Le travail à la maison, une porte ouverte
Le professeur Emmanuel Dockès se veut rassurant : « Heureusement, le télétravail est déjà bien réglementé dans le droit et la loi. Il pourra être facilement affiné et adapté aux nouvelles réalités. D’autre part, selon sa situation, chaque personne active trouvera son équilibre entre télétravail et “présentiel”. Ce qui est sûr, c’est que le travail à distance s’installe durablement, car il plaît. Pour son gain de temps en mobilité, l’augmentation de qualité de vie, la liberté d’organisation. Et les employeurs ont compris que cela marchait, tout en réduisant les tâches inutiles et sans avoir à surveiller les salariés. Un télétravail efficace et respectueux des droits des travailleurs peut participer à créer un univers de travail partagé entre des personnes exerçant moins d’heures. »

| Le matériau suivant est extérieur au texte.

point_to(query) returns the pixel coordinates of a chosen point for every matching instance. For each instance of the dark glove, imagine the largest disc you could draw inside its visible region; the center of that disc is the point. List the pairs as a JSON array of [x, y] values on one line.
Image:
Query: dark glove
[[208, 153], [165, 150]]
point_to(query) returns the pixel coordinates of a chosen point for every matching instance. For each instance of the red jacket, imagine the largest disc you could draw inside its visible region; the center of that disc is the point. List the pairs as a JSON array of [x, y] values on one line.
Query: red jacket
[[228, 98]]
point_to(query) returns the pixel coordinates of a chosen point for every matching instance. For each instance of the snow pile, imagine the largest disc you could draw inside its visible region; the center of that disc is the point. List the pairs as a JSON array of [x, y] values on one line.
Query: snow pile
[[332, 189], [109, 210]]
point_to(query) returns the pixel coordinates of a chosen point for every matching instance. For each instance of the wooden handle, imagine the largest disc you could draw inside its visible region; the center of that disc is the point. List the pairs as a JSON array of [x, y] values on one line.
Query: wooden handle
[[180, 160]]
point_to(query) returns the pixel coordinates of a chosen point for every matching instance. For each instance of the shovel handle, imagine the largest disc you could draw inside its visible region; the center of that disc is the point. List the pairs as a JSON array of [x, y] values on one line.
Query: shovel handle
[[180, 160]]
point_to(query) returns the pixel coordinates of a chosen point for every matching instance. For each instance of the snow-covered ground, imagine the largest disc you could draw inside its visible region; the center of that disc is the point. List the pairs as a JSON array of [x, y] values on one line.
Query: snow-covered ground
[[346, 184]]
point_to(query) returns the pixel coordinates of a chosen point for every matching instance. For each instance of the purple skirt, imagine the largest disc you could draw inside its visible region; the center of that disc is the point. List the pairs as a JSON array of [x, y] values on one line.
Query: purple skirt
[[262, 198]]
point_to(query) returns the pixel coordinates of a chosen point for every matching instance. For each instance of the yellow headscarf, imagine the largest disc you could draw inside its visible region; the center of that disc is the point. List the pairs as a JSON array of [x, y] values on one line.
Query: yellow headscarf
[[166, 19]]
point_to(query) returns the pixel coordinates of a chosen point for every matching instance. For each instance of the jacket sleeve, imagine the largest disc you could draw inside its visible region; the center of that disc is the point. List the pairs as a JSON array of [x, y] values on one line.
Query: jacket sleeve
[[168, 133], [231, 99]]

Quant aux horaires stricts, ils en ont pris un sacré coup. La temporalité du travail devient molle et malléable comme une montre façon Dalí. Espérons-le, au bénéfice du temps libre et de l’épanouissement des individus plus qu’au profit d’un système économique toujours prêt à pressurer pour plus de productivité. Et sans retard. Le retard, en voilà un paramètre à réinventer et à relativiser, comme l’explique la philosophe Hélène L’Heuillet dans son essai Éloge du retard. Elle y dénonce la course après le temps et l’obsession de sa maîtrise, « exercice obligé par la société organisant le travail et le rapport au travail ». Avec comme réflexe induit « une traque des instants libres, le besoin frénétique de les occuper. Comme s’il y avait une obligation que le temps soit rentabilisé ». Découpé en horaires stricts à respecter. « Or, la parade, la soupape à cela, c’est le retard, expliquait l’auteure sur les ondes de la RTBF1. Et il y a un art du retard, de l’informel temporel. Plutôt que d’avoir peur des retards, il faut en jouer. Le temps objectif est imposé mais lui répond un temps subjectif soucieux de revenir aux invariants de l’espèce humaine. Une reconquête du temps pour soi, et de sa gestion est engagée »… À méditer à tous les étages des entreprises. Car prendre le temps de la réflexion sur les temporalités du travail, sur l’équilibre entre vie professionnelle et vie privée, ce n’est pas se mettre en retard. C’est être raccord avec son temps.
1 « Dans quel monde on vit », émission de Pascal Claude avec Hélène L’Heuillet, diffusée le 4 avril 2020 sur la Première.